If the figure contains other scales, the legend will list the labelled group last by default. If you want to reorder, use the symbol :Label to specify the labelled group.

df = (; x = repeat(1:10, 3), y = cos.(1:30), group = repeat(["A", "B", "C"], inner = 10))
spec1 = data(df) * mapping(:x, :y, color = :group) * visual(Lines)

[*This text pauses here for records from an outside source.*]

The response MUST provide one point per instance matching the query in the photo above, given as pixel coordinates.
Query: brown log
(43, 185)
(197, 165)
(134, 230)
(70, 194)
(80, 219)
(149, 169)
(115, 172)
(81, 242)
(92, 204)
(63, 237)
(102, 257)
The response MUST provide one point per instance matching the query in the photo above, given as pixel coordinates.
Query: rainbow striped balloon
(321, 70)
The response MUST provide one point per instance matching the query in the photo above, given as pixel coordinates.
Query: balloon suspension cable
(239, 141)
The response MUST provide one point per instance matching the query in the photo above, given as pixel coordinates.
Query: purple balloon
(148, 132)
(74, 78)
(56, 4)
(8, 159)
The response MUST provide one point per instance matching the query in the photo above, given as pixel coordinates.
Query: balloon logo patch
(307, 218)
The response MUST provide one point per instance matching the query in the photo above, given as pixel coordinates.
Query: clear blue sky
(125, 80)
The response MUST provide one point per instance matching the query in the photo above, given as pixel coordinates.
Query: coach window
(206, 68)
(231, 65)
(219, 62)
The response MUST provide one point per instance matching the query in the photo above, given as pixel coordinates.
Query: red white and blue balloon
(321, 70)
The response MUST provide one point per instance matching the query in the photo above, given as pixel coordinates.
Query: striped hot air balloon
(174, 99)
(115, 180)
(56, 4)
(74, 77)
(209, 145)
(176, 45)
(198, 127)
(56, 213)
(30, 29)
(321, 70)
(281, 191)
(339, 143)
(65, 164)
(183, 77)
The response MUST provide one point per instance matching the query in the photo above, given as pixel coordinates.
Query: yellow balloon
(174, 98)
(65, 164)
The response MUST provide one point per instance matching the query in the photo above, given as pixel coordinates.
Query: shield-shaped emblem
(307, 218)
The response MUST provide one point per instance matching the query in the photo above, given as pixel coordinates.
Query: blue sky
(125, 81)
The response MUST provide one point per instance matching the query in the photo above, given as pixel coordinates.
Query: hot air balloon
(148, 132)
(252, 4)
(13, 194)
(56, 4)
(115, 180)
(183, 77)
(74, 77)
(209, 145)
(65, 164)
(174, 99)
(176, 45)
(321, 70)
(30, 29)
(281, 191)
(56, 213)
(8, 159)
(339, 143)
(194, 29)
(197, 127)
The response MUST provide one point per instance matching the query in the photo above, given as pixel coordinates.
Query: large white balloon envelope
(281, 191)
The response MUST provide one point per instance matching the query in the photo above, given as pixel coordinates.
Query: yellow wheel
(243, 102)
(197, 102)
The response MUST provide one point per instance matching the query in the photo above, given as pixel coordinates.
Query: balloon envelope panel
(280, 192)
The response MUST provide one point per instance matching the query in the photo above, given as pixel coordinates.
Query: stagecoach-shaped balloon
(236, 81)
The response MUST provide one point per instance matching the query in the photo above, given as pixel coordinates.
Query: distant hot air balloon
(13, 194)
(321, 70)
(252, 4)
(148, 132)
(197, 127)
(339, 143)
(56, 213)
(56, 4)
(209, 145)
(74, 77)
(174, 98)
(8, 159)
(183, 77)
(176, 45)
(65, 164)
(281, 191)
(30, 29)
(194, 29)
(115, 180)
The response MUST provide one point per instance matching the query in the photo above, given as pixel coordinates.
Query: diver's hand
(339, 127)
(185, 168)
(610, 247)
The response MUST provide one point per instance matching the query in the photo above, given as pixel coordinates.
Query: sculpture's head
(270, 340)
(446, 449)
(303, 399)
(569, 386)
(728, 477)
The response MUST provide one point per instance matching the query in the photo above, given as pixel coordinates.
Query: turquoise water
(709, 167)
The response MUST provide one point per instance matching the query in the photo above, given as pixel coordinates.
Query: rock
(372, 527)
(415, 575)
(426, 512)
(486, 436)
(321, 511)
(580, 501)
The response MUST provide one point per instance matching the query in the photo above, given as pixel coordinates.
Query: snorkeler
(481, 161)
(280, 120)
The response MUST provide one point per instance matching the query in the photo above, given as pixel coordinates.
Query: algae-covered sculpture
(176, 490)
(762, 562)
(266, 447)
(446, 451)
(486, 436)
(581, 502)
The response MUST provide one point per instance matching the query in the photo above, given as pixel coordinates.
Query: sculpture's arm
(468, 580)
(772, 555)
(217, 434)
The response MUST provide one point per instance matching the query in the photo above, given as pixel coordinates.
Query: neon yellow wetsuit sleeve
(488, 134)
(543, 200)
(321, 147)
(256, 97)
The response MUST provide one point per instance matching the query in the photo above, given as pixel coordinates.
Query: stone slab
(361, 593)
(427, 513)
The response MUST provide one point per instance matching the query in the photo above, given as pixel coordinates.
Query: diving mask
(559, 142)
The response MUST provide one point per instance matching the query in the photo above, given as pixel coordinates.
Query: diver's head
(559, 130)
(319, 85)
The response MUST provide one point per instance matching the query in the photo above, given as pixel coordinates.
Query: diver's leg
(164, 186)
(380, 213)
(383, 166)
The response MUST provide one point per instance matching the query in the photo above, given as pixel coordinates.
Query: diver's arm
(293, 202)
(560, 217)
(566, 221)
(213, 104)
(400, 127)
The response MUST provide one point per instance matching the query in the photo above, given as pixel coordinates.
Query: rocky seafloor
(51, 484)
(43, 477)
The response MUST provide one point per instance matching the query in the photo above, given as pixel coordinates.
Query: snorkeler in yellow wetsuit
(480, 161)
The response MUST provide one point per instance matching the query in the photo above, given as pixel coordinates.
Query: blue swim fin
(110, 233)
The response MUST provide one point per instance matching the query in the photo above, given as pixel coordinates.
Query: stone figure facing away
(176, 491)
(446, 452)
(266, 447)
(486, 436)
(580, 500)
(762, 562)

spec2 = data((; x = 1:10, y = cos.(1:10) .+ 2)) * mapping(:x, :y) * visual(Scatter, color = :purple, label = "Scatter")

f = Figure()
fg = draw!(f[1, 1], spec1 + spec2)
legend!(f[1, 2], fg)
legend!(f[1, 3], fg, order = [:Label, :Color])

f
Example block output

Legend element overrides

Sometimes it might be necessary to override legend element properties that are otherwise copied from the visual settings. For example, a scatter plot with many small markers might have a legend that is hard to read. We can use AlgebraOfGraphics's legend keyword in visual to specify override attributes via key-value pairs. Here we increase the markersize for the MarkerElements that are created for a Scatter plot:

df = (;
    x = randn(200) .+ repeat([0, 3], 100),
    y = randn(200) .+ repeat([0, 3], 100),
    group = repeat(["A", "B"], 100)
)

spec = data(df) *
    mapping(:x, :y, color = :group) *
    visual(Scatter; markersize = 5, legend = (; markersize = 15))

draw(spec)
Example block output

These are the attributes you can override (note that some of them have convenience aliases like color which applies to all elements while polycolor only applies to PolyElements):

  • MarkerElement
    • [marker]points, markersize, [marker]strokewidth, [marker]color, [marker]strokecolor, [marker]colorrange, [marker]colormap
  • LineElement
    • [line]points, linewidth, [line]color, linestyle, [line]colorrange, [line]colormap
  • PolyElement
    • [poly]points, [poly]strokewidth, [poly]color, [poly]strokecolor, [poly]colorrange, [poly]colormap

More information about legend overrides can be found in Makie's documentation.